For configuration in scenarios using the Wait node or in campaigns using the Schedule setting, see Optimal send time in scenarios and campaigns.

OST prediction workflow

  1. Go to Analyses > Predictions, click + New prediction, and select Optimal send time.

  2. Select the channel to optimize send time for. Select from the following options:

    • Email
    • SMS / MMS / RCS
    • All channels: Used to set universal send time.
    • Other: Used for custom channels, for which you specify the event and filter. For example, any campaign_open where channel = WhatsApp.
  3. Set the default send time. This serves as a fallback for customers without a calculated optimal send time. 0 represents midnight. OST is always calculated in UTC-0. The timezone defined in user settings doesn't affect it.

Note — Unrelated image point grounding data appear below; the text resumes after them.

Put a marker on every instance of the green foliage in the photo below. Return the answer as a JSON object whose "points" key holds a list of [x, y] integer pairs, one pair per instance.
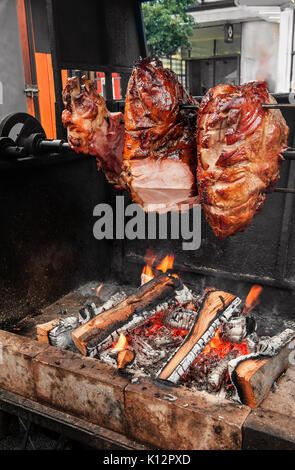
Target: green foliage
{"points": [[168, 26]]}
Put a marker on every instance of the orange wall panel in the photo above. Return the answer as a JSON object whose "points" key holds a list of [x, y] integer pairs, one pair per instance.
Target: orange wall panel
{"points": [[46, 93]]}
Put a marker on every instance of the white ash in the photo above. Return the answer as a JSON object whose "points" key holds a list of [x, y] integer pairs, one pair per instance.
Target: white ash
{"points": [[216, 377], [137, 320], [184, 365], [61, 335], [91, 310], [267, 346], [237, 329], [252, 342], [184, 295], [272, 345]]}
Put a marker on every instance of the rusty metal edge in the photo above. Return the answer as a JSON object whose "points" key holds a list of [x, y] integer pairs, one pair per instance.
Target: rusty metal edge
{"points": [[73, 427]]}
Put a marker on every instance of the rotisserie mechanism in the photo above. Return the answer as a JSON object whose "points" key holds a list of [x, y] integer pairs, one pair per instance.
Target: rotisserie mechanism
{"points": [[239, 147]]}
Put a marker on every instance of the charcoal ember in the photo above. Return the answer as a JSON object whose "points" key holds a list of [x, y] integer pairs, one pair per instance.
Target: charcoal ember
{"points": [[217, 375], [184, 295], [145, 354], [87, 313], [180, 318], [237, 329], [252, 342]]}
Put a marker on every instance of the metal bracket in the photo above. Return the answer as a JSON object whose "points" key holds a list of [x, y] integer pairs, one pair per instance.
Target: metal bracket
{"points": [[31, 90]]}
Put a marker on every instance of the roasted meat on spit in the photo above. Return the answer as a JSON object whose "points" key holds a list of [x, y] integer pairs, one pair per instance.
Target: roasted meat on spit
{"points": [[239, 146], [92, 129], [159, 158]]}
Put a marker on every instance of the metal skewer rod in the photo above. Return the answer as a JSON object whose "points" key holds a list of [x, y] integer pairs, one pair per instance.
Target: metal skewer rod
{"points": [[289, 154], [284, 190], [194, 107]]}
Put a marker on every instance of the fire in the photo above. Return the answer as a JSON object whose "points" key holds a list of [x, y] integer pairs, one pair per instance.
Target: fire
{"points": [[252, 299], [166, 263], [121, 343], [217, 345], [147, 272], [98, 289]]}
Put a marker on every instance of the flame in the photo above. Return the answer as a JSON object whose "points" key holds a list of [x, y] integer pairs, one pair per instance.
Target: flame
{"points": [[252, 298], [220, 347], [98, 289], [166, 263], [121, 343]]}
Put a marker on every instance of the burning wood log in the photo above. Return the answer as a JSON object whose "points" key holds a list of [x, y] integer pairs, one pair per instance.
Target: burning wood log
{"points": [[254, 374], [90, 310], [125, 357], [159, 289], [237, 329], [44, 329], [217, 306], [216, 376], [180, 318], [61, 335]]}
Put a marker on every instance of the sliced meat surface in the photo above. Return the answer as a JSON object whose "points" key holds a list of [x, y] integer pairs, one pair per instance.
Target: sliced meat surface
{"points": [[159, 160]]}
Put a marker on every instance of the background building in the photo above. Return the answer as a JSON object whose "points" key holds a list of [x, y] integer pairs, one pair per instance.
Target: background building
{"points": [[236, 43]]}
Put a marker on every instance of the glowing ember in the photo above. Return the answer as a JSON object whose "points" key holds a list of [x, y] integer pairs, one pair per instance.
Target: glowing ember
{"points": [[252, 299], [98, 289], [166, 263], [221, 348], [121, 343], [147, 274]]}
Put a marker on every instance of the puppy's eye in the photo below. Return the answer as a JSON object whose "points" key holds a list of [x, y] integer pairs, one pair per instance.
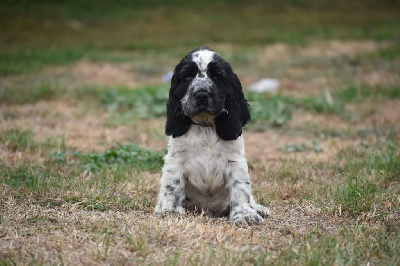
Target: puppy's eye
{"points": [[187, 77], [218, 74]]}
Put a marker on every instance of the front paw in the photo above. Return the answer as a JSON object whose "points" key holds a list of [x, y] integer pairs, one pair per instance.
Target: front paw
{"points": [[261, 210], [242, 217], [179, 211]]}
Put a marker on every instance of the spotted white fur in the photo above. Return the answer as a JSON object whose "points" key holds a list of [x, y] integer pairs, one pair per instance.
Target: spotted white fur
{"points": [[205, 172]]}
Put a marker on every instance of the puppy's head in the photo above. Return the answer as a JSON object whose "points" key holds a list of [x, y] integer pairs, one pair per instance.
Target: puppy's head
{"points": [[204, 90]]}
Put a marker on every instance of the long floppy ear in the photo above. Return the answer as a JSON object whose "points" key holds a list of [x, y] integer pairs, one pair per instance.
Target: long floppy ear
{"points": [[229, 124], [177, 123]]}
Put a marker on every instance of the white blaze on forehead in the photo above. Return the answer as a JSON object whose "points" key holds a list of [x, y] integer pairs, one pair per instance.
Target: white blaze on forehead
{"points": [[202, 58]]}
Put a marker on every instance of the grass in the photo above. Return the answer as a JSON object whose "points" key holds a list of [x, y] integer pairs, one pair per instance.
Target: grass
{"points": [[61, 33], [18, 140], [355, 196], [326, 164], [142, 103], [122, 155]]}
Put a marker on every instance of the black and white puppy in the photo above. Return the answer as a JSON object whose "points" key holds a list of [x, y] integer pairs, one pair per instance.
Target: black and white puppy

    Configure the optimal send time prediction.
  4. If the prediction is part of an initiative, mark it as a global object to display it in the customer profile. Click the Initiative icon next to the prediction name and check the Global object box.

    Add the prediction to an initiative.
  5. Click Save, then Start to launch the calculation.

The calculation typically takes only a few seconds. The Results tab won't be populated for this prediction type. To review results, check the optimal send time value on any customer's profile, or create a report to view optimal send times across your audience.

Use the OST property

The optimal send time attribute can be used across:

  • Segmentations: Filter customers by OST to build time-of-day audiences. For example, evening-only email campaigns.
  • Scenarios: Use a wait node to hold each customer until their OST before triggering the next message.
  • Reports: Compare click rates across send time buckets to validate whether timing improves engagement.

Related articles

Optimal send time in scenarios and campaigns: Learn how to use optimal send time predictions in scenarios and campaigns.

Prediction use cases: Explore real-world examples of how predictions can personalize customer experiences and drive engagement.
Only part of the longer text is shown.